The method may comprise further comprise identifying the occurrence
of no fluid flow from the displacement unit in response to at least
one of monitoring the pressure of the first chamber and monitoring
the pressure of the second chamber, and at least one of monitoring
the pressure of the first flowline and monitoring the pressure of
the second flowline. The method may further comprise determining
the effective stroke of the piston in response to determining the
occurrence of no fluid flow.
[0067] According to one or more aspects of the present disclosure,
a method comprises disposing a formation testing tool in a
wellbore, the tool comprising a displacement unit for pumping a
fluid at least partially through the tool, a first flowline
hydraulically connected to the displacement unit through a valve
network, and a second flowline hydraulically connected to the
displacement unit, wherein the valve network comprises at least a
first active valve hydraulically connecting the first flowline to a
first chamber of the displacement unit and a second active valve
connecting the second flowline to a second chamber of the
displacement unit; moving a piston of the displacement unit;
monitoring the flowing pressure in the first flowline; monitoring
the pressure in the low pressure chamber of the first chamber and
the second chamber; and opening one of the first active valve and
the second active valve in response to the pressure in the low
pressure chamber being about equal to or less than the monitored
flowing pressure.
[0068] The foregoing outlines features of several embodiments so
that those skilled in the art may better understand the aspects of
the present disclosure.

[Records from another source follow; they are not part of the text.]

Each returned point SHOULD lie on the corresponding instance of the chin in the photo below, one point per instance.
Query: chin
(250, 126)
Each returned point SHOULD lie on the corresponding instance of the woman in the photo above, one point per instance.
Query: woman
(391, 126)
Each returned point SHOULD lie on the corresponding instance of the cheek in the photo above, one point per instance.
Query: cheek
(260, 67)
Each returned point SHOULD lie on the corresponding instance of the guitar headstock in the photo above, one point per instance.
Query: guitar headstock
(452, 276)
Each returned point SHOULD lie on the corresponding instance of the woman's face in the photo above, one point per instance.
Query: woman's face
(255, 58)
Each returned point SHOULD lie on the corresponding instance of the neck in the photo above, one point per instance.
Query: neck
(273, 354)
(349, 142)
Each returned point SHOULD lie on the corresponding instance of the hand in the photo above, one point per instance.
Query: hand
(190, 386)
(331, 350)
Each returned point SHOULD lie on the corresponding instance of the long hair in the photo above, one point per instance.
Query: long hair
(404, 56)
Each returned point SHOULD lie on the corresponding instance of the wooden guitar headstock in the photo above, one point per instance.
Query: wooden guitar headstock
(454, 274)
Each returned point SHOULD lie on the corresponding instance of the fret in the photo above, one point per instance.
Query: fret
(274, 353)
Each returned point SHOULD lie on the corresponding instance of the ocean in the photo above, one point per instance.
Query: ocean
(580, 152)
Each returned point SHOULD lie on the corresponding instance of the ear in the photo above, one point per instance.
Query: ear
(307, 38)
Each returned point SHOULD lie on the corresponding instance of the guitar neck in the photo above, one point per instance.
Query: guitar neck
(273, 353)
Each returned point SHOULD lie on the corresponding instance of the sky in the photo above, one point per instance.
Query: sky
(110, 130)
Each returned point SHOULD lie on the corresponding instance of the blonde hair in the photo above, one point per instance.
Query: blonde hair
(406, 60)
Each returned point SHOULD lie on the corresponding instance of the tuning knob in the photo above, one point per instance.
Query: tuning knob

Those skilled in the art should appreciate
that they may readily use the present disclosure as a basis for
designing or modifying other processes and structures for carrying
out the same purposes and/or achieving the same advantages of the
embodiments introduced herein. Those skilled in the art should also
realize that such equivalent constructions do not depart from the
spirit and scope of the present disclosure, and that they may make
various changes, substitutions and alterations herein without
departing from the spirit and scope of the present disclosure. The
scope of the invention should be determined only by the language of
the claims that follow. The term "comprising" within the claims is
intended to mean "including at least" such that the recited listing
of elements in a claim are an open group. The terms "a," "an" and
other singular terms are intended to include the plural forms
thereof unless specifically excluded.